Russian energy company Gazprom Neft signed a memorandum of understanding last year with Iran's Oil Industries' Engineering & Construction firm. The agreement confirmed the mutual interest in combining forces in the preliminary assessment and investigation of the geological potential of oil fields in Iran.
That memorandum, signed last year, came as both sides faced pressure from U.S. lawmakers. In July, the U.S. House of Representatives, in a 419-3 vote, opted to toughen sanctions on Iran, North Korea and Russia. House Speaker Paul Ryan said the measure "tightens the screws on our most dangerous adversaries."

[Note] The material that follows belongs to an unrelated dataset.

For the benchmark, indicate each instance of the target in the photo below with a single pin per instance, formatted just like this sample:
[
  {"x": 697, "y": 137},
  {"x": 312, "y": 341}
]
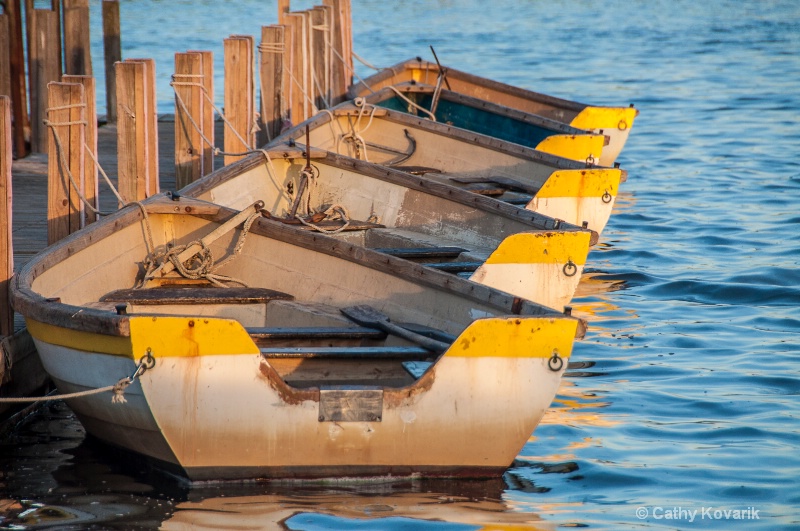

Russian officials and energy company representatives have been under pressure from U.S. lawmakers for meddling in elections last year, an accusation the Kremlin denies. Next month, U.S. President Donald Trump could break the terms of a multilateral nuclear agreement with Iran by denying a sanctions waiver.
Zangeneh said new agreement with Russian partners could yield another 67 million barrels from two western oil fields. At today's price for Brent crude oil, that would yield more than $4.5 billion in Iranian revenue if sold on the open market.
The minister added that negotiations were already underway with big Russian oil producers like Lukoil and Gazprom Neft, the petroleum arm of Russian major Gazprom.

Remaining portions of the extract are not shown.